Earlier this week, it emerged 14 people had died at another Runwood-owned home, Glenabbey Manor in Glengormley.
A spokeswoman from Runwood Homes said the majority of the firm’s services are free of Covid-19 and “we continue to provide person-centred care at a very difficult time, and pay huge tribute to our wonderful key workers, health trust colleagues and our residents and families for their continued support and understanding”.
She added: “Where we have had individual cases or outbreaks, families have been kept fully informed and up-to-date with the progress made at an individual level.”
A separate home operator in Co Down has seen 17 residents die at Ringdufferin Nursing Home since the start of the coronavirus outbreak.
The NI Statistics and Research Agency is due today to release the number of Covid-19 fatalities up to the start of this month.
However, while the statistics will include the number of people who have died in care homes up to May 1, they will not reveal the number who contracted Covid-19 in care homes and later died in hospital.
Former Health Minister Jim Wells branded the situation in care homes “a crisis” and hit out at an apparent delay in implementing measures to protect residents, staff and their families.
“Essentially, care homes were forgotten about until it was too late,” said the DUP MLA. “The focus was on creating the capacity in hospitals, which was done very successfully and the Department of Health should be congratulated for that. However, whilst that was going on, very little was being done in care homes which allowed the virus to get in and start to spread.
“Unfortunately, we have got to the stage where it is now out of control and while measures have been put in place, it is a bit like closing the stable door after the horse has bolted.”
The Commissioner for Older People Eddie Lynch said: “I respect the need for anonymity of individual care homes, particularly where it might be possible to identify individual residents.
“However, I would like to see complete transparency in the reporting of up-to-date care home information, similar to the Department of Health dashboard which covers hospital information.”
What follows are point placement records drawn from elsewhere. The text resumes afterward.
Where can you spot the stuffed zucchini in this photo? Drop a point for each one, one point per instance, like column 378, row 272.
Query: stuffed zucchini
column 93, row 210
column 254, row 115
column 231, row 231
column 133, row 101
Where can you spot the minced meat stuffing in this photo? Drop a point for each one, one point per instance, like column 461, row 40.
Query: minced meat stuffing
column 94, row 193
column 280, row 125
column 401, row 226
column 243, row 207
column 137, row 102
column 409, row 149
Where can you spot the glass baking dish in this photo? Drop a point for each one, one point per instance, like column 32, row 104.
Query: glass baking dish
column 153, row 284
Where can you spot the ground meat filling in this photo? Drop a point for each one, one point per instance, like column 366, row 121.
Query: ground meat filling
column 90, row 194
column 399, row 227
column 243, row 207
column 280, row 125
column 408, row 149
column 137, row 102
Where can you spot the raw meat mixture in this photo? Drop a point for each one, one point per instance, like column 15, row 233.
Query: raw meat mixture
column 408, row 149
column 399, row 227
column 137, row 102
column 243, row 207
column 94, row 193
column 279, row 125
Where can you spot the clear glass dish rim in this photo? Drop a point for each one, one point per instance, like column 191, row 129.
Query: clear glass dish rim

Meanwhile, Stormont Health Committee chairman Colm Gildernew has called for details of Covid-19 cases in care homes “to be published as a matter of public interest”.
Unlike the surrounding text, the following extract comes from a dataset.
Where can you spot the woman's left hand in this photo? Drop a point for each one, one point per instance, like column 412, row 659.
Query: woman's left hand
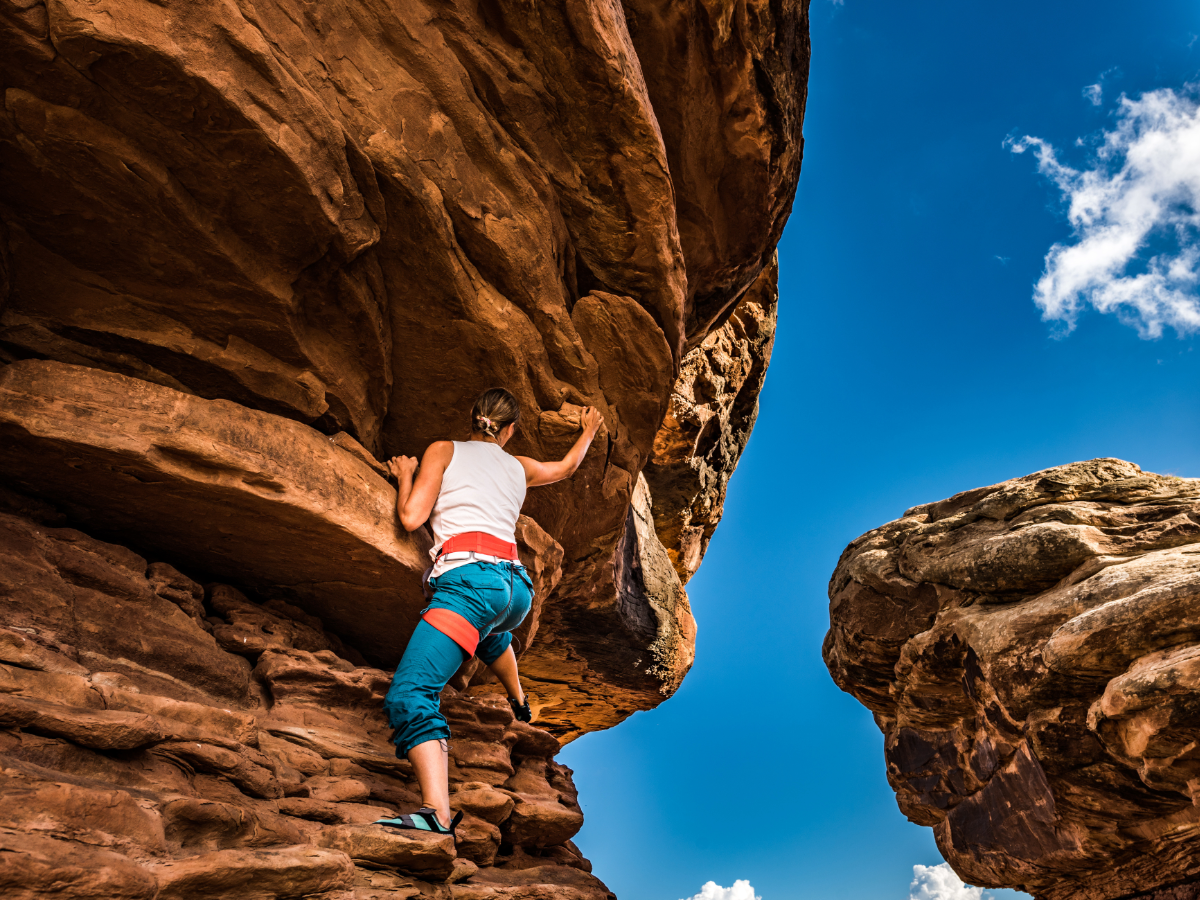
column 401, row 466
The Sinn Fein MLA said: “Care homes are at the centre of the fight against Covid-19.
“It is vital that care homes have robust testing, access to PPE and support for staff to deliver care.
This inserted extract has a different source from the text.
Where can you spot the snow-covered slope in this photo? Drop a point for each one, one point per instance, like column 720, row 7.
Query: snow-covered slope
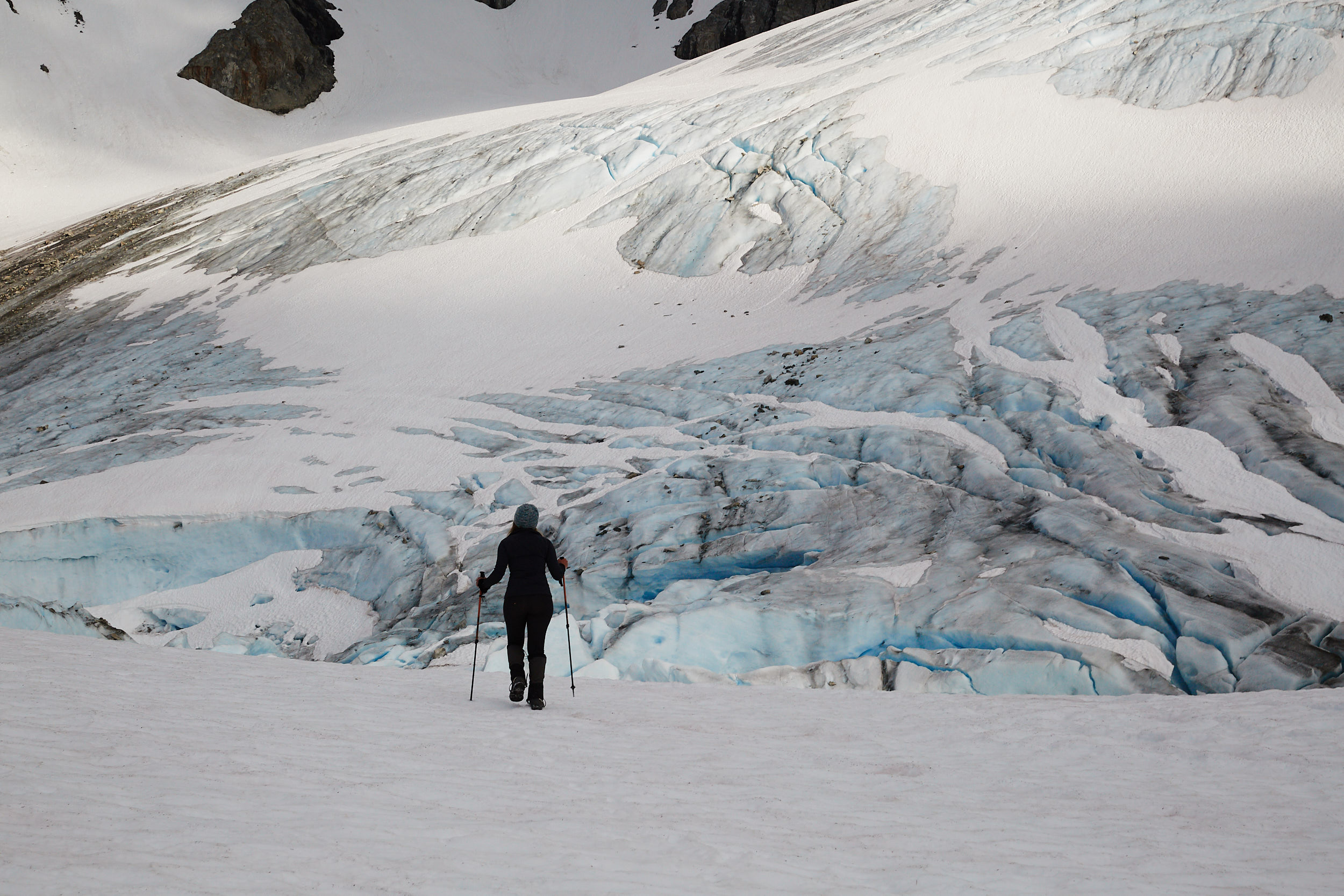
column 992, row 346
column 108, row 120
column 209, row 774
“Families need to be informed if there is a positive case within a care home of a relative. It is a deeply worrying time, especially for residents and family members who have not been able to see each other for many weeks.
“I am calling on the Department of Health to provide clarity as to why they have not published detailed data on the spread and impact of Covid-19 within care homes.
“This is clearly a matter of public interest and if the information exists it should be published.
“We know from other international examples that Covid-19 can be particularly dangerous for vulnerable groups and within care settings. It is vital we know how it affects care settings locally.”
Health officials are coming under mounting pressure to explain the actions they took to protect care home residents as Covid-19 approached Northern Ireland.
Concerns have been raised about delays in providing personal protective equipment, care homes coming under pressure to accept new admissions, a lack of testing of staff and residents, staff working in multiple care homes, and staff working between healthy residents and those without the virus.
A spokeswoman from the Department of Health said “work is continuing to ensure extensive surveillance of the situation is being undertaken by homes across Northern Ireland” and there are plans to release further information relating to the situation in care homes in the future.
** An earlier version of this article stated, incorrectly, that at least six residents of Madelayne Court care home in Portstewart had died of Covid-19 since the beginning of March. Runwood Homes, which operates Madelayne Court, has told us, and we accept, that none of the deaths were Covid-19-related. We apologise for the error.